Immiscible Phase Separation-Driven Microfabrication of Gelatin Methacryloyl Scaffolds for BMP-2 Delivery and Osteogenic Enhancement.

Abstract

Gelatin methacryloyl (GelMA) hydrogels are recognized for their biocompatibility, tunable mechanics, and ability to support cellular functions, making them attractive for tissue engineering. However, achieving uniform, structurally stable micro-scaffolds for minimally invasive delivery remains challenging.
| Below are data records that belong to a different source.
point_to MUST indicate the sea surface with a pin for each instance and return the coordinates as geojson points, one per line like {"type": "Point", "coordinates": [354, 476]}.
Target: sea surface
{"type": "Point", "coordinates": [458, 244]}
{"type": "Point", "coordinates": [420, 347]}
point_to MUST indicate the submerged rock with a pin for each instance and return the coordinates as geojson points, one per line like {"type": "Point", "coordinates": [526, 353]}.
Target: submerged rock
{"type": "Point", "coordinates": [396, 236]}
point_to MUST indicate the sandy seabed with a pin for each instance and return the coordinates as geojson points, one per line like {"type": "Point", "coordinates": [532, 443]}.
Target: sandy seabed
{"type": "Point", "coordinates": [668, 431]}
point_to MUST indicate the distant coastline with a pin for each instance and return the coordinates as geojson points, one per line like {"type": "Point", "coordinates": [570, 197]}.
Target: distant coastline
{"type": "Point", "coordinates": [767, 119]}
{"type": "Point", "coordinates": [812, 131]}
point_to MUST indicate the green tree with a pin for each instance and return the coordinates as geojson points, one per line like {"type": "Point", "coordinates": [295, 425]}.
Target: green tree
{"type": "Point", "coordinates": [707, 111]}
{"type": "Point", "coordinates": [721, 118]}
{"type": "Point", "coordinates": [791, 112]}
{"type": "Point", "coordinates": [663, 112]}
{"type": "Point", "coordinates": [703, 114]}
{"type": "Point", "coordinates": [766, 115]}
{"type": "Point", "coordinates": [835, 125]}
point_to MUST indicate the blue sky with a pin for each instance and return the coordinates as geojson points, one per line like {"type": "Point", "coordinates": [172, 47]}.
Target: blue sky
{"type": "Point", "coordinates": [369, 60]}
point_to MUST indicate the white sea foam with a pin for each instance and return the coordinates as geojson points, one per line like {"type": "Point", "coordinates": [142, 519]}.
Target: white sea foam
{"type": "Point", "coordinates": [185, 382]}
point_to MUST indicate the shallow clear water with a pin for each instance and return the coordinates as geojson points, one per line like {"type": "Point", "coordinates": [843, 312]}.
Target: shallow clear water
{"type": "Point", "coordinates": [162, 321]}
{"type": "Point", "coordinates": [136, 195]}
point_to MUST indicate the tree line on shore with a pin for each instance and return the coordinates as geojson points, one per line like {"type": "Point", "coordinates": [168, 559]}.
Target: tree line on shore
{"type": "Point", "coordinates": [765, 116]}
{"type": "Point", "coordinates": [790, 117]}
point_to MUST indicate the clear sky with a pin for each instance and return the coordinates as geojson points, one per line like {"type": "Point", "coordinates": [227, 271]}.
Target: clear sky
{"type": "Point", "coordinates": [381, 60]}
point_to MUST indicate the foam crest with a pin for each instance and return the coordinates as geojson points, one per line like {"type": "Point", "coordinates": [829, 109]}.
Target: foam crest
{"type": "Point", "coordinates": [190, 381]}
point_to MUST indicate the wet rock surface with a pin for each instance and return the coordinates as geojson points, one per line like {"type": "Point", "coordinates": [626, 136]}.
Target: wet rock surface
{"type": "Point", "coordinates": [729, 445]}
Injectable hydrogels provide targeted delivery but lack the micro-architectural complexity required for effective regeneration, while 3D printing offers precision yet faces resolution, handling, and mechanical limitations. To overcome these barriers, we developed injectable GelMA micro-scaffolds (mS-GelMA) with controlled porosity, stability, and reproducibility using stop-flow lithography (SFL). This technique enables precise control over shape, porosity, and degradation, surpassing conventional injection moulding and 3D bioprinting in micro-particle uniformity and reproducibility. Scaffold performance was optimized by incorporating trimethylolpropane triacrylate (TMPTA) into GelMA, enhancing drug delivery and regenerative potential. Cellular assays confirmed high biocompatibility and functionality, with human mesenchymal stem cells (hMSCs) exhibiting excellent viability, migration, and osteogenic differentiation within the mS-GelMA scaffolds. These findings demonstrate that SFL-fabricated GelMA scaffolds bridge the gap between injectability and structural complexity, offering a promising platform for minimally invasive tissue engineering. This work highlights the potential of SFL-engineered hydrogels to advance scaffold-based regenerative medicine by combining architectural precision, biological performance, and clinical applicability.